A raiz desse preconceito reside, em grande parte, na desinformação culturalmente perpetuada. Por séculos, doenças como depressão, esquizofrenia e ansiedade foram associadas à fraqueza moral, à possessão demoníaca ou à falta de fé — interpretações que, embora destituídas de base científica, ainda habitam o imaginário coletivo. Segundo a Organização Mundial da Saúde, o Brasil é o país com maior prevalência de ansiedade no mundo, e ainda assim o tema é frequentemente tratado com descaso ou ridicularização. Expressões como "isso é frescura" ou "basta ter força de vontade" revelam o quanto a ignorância sobre saúde mental produz um ambiente hostil àqueles que mais necessitam de acolhimento. Esse cenário é agravado pela ausência de uma educação emocional sólida nas escolas, o que impede as novas gerações de desenvolverem empatia e compreensão diante do sofrimento alheio.
Além disso, o estigma tem consequências práticas devastadoras: ele afasta os indivíduos do diagnóstico e do tratamento. Com medo do julgamento familiar, profissional e social, muitos optam pelo silêncio em vez de buscar ajuda especializada. De acordo com dados do Conselho Federal de Medicina, apenas um terço das pessoas com transtornos mentais no Brasil recebe algum tipo de tratamento adequado. Esse abandono terapêutico eleva os índices de suicídio — segunda maior causa de morte entre jovens de 15 a 29 anos no país — e aprofunda o ciclo de exclusão. A pessoa adoece, é estigmatizada, se isola e adoece ainda mais: um círculo vicioso alimentado pelo preconceito estrutural.
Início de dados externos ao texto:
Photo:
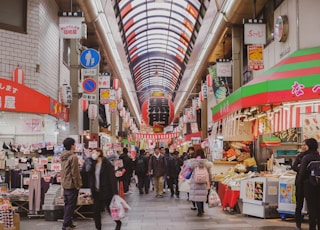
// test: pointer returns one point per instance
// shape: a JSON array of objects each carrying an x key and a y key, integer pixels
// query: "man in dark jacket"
[
  {"x": 157, "y": 168},
  {"x": 299, "y": 188},
  {"x": 71, "y": 181},
  {"x": 141, "y": 169},
  {"x": 174, "y": 167},
  {"x": 128, "y": 165},
  {"x": 311, "y": 192},
  {"x": 102, "y": 182}
]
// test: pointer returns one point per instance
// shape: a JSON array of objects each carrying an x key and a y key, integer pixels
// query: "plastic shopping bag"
[
  {"x": 186, "y": 170},
  {"x": 184, "y": 184},
  {"x": 118, "y": 207},
  {"x": 213, "y": 199}
]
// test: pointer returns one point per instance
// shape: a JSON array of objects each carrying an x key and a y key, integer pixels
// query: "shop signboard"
[{"x": 255, "y": 57}]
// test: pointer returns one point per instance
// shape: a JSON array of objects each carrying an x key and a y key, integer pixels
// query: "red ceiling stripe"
[
  {"x": 191, "y": 10},
  {"x": 128, "y": 25},
  {"x": 126, "y": 10},
  {"x": 132, "y": 50}
]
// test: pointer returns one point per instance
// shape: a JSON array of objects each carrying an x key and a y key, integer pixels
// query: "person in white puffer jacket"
[{"x": 199, "y": 191}]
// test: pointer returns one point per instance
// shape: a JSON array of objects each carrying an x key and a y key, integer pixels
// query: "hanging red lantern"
[
  {"x": 84, "y": 104},
  {"x": 116, "y": 84},
  {"x": 209, "y": 80},
  {"x": 157, "y": 111},
  {"x": 92, "y": 111}
]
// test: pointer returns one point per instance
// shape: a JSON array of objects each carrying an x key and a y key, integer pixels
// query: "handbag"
[
  {"x": 213, "y": 199},
  {"x": 118, "y": 207}
]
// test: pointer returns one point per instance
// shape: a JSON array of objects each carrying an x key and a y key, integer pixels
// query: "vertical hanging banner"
[
  {"x": 254, "y": 31},
  {"x": 104, "y": 80},
  {"x": 255, "y": 57},
  {"x": 18, "y": 75},
  {"x": 70, "y": 25}
]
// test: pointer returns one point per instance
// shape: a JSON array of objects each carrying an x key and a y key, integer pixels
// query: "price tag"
[
  {"x": 34, "y": 176},
  {"x": 43, "y": 161},
  {"x": 56, "y": 167},
  {"x": 26, "y": 181}
]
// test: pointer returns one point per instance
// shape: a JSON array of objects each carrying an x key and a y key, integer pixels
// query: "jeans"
[{"x": 70, "y": 203}]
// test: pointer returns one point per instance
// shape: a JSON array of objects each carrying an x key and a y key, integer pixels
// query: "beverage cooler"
[
  {"x": 287, "y": 197},
  {"x": 259, "y": 197}
]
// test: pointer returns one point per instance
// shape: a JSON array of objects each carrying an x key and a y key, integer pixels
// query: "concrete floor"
[{"x": 150, "y": 213}]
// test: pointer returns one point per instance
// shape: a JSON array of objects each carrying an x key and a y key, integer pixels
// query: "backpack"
[
  {"x": 140, "y": 165},
  {"x": 314, "y": 167},
  {"x": 201, "y": 175}
]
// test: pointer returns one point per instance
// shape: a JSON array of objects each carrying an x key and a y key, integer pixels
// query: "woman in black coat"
[
  {"x": 311, "y": 192},
  {"x": 299, "y": 189},
  {"x": 103, "y": 184}
]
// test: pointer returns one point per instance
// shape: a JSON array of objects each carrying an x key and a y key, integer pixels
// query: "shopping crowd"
[{"x": 159, "y": 171}]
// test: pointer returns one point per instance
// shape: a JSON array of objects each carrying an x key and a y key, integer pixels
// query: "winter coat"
[
  {"x": 127, "y": 164},
  {"x": 199, "y": 192},
  {"x": 174, "y": 167},
  {"x": 158, "y": 166},
  {"x": 304, "y": 172},
  {"x": 70, "y": 172},
  {"x": 108, "y": 182}
]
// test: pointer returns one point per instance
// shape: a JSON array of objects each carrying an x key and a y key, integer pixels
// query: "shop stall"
[{"x": 259, "y": 196}]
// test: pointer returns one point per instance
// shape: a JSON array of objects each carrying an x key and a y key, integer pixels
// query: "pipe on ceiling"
[
  {"x": 93, "y": 16},
  {"x": 214, "y": 42}
]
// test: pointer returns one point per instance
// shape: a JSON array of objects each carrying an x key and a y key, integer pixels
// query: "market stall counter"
[
  {"x": 84, "y": 204},
  {"x": 259, "y": 196}
]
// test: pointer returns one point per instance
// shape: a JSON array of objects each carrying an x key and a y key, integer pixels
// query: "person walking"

Diante desse quadro, é imperativo que o Estado e a sociedade atuem de forma articulada para desconstruir esse estigma. Ao Ministério da Educação cabe incorporar, de maneira transversal e obrigatória, conteúdos de educação emocional e saúde mental nos currículos do ensino básico, formando cidadãos mais empáticos e informados. Paralelamente, o Ministério da Saúde deve ampliar o financiamento dos Centros de Atenção Psicossocial (CAPS), garantindo atendimento humanizado e descentralizado à população vulnerável. Por fim, à mídia e às plataformas digitais cabe a responsabilidade de promover campanhas de conscientização que retratem as doenças mentais com rigor científico e respeito, combatendo narrativas estigmatizantes. Somente por meio dessas ações integradas será possível transformar o silêncio do preconceito em diálogo, e o isolamento em cuidado.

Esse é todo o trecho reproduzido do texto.